Ms Mijatovic told the Tribunal at the hearing that the notice of the 2010 AGM was sent by post or delivered personally to all registered proprietors on 31 March 2010. Since Mr A Dimitroff has resided overseas the strata company has sent all of his post to Mr J Dimitroff's address in Brentwood. Mr J Dimitroff confirmed to the Tribunal that as far as he is aware he has received all other letters from the strata company by post without a problem. However, Mr J Dimitroff did not receive notice of the 2010 AGM and Mr A Dimitroff did not attend the 2010 AGM, either in person or by proxy.
The 2010 AGM minutes relevantly record that:
•Mr Mijatovic was chairman of the council of management and chaired the meeting of the strata company.
•Eight of the 20 proprietors were present in person.

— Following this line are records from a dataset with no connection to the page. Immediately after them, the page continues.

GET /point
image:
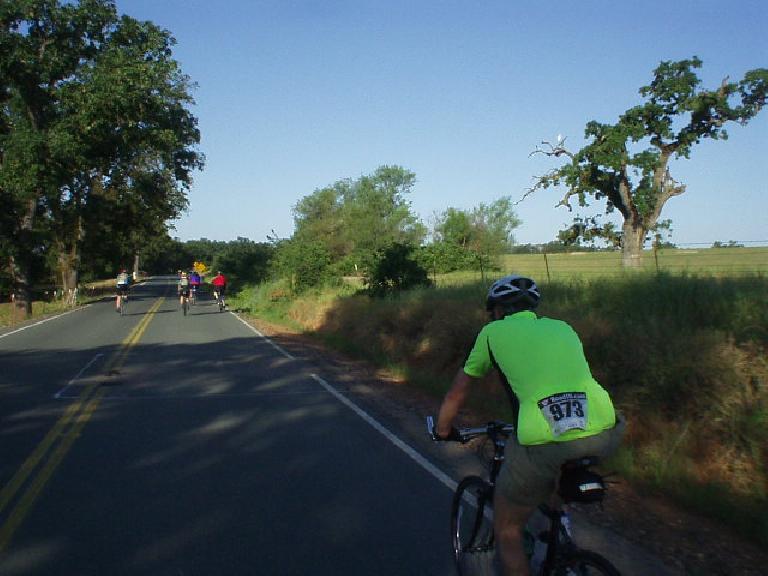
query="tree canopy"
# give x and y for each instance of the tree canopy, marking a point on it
(97, 144)
(626, 164)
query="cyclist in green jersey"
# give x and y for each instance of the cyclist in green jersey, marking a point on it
(561, 412)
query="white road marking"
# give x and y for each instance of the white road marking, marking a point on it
(77, 376)
(260, 335)
(409, 450)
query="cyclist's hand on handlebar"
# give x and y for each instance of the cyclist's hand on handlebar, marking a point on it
(452, 436)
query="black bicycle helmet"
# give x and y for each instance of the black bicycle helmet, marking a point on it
(513, 292)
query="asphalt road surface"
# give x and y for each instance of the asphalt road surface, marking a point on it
(159, 444)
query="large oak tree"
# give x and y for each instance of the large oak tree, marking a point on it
(626, 164)
(96, 141)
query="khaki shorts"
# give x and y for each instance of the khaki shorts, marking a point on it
(529, 473)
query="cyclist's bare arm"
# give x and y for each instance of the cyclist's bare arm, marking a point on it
(453, 401)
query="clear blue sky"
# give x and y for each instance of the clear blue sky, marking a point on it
(296, 94)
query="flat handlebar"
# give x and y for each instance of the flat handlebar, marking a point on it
(464, 435)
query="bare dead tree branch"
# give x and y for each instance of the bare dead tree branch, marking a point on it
(555, 150)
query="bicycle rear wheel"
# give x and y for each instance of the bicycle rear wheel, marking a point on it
(584, 563)
(472, 527)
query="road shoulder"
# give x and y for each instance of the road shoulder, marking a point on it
(661, 538)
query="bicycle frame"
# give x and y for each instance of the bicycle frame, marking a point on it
(558, 534)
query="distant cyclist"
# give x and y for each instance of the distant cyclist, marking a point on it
(219, 285)
(194, 282)
(183, 288)
(123, 283)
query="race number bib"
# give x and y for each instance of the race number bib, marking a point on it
(566, 411)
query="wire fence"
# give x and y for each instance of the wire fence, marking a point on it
(715, 261)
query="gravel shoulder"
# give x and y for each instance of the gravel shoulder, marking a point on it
(642, 534)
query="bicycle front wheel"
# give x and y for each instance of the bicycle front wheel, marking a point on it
(472, 527)
(584, 563)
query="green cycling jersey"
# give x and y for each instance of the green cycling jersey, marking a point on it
(543, 363)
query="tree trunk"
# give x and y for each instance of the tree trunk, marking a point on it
(633, 236)
(21, 264)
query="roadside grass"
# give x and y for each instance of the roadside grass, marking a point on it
(683, 355)
(10, 316)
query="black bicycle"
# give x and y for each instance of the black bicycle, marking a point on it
(222, 304)
(552, 551)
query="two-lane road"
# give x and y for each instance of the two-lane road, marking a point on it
(155, 443)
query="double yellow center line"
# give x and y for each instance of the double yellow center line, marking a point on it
(59, 440)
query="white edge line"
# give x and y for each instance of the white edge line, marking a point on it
(260, 335)
(77, 376)
(411, 452)
(43, 321)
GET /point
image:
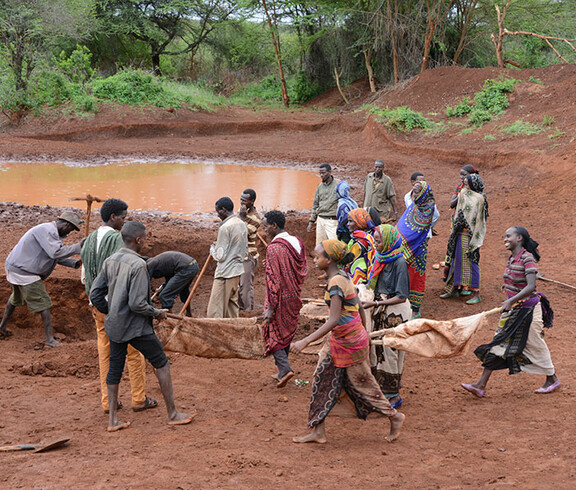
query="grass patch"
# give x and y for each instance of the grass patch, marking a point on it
(521, 128)
(401, 118)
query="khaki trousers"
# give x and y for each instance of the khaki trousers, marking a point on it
(135, 360)
(325, 229)
(224, 298)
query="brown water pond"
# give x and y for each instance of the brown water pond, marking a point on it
(177, 187)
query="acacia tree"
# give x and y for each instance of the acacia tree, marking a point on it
(158, 23)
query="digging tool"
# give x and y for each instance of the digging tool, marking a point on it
(196, 283)
(542, 278)
(37, 448)
(89, 200)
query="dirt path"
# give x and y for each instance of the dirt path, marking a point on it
(242, 435)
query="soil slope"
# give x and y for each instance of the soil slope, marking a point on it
(242, 435)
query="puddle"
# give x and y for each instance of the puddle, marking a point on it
(177, 187)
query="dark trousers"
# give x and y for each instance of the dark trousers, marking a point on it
(149, 345)
(281, 360)
(179, 283)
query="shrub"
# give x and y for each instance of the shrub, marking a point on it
(401, 118)
(493, 96)
(521, 128)
(478, 117)
(463, 107)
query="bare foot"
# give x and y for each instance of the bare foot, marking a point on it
(118, 426)
(312, 437)
(182, 418)
(396, 423)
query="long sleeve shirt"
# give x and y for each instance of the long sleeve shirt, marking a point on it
(39, 250)
(231, 248)
(325, 201)
(122, 292)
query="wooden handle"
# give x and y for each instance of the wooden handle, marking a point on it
(196, 285)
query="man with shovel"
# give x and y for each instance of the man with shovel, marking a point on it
(122, 293)
(31, 261)
(100, 245)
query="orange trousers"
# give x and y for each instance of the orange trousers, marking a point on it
(134, 359)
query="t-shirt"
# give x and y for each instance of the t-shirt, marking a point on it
(393, 280)
(167, 264)
(516, 270)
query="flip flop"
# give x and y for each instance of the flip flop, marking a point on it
(284, 380)
(549, 389)
(116, 428)
(146, 404)
(185, 421)
(472, 389)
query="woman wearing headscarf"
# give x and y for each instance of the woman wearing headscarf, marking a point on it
(462, 269)
(345, 205)
(391, 307)
(519, 344)
(413, 227)
(464, 171)
(343, 368)
(361, 245)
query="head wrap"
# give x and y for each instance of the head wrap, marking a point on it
(335, 249)
(476, 184)
(362, 218)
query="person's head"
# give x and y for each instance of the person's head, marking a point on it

The minutes do not indicate which particular unit the proprietors own.
•Three people in attendance held proxies for eight of the other proprietors.
•Proposed motion register survey plans for exclusive use areas:
That the bylaw passed 9 January 1987 numbered 18 of [Pt] 1 of [Sch] 1 to the [ST] Act as they applied to the building referred to in the strata plan at the time, are repealed and the following bylaw is adopted and added as [B]ylaw 19 of [Sch] 1 of the [ST] [A]ct that the registered proprietor of each lot will be entitled to the exclusive use and enjoyment of that part of the common property as is marked on the attached plans as being 'for the use of' each lot respectively. [P]assed 130 ([A]lex abstained)
•Proposed motion:
That the Council of Management impose a licence fee payable quarterly of $1.10 per unit of entitlement (assessable by the council) payable by the owners of all units who have the exclusive use of their courtyards (as previously approved at the AGM on 9 January 1987). [P]assed unanimously 160, no votes against[.]
The proposed motions above became By-law 19 and By-law 20 respectively.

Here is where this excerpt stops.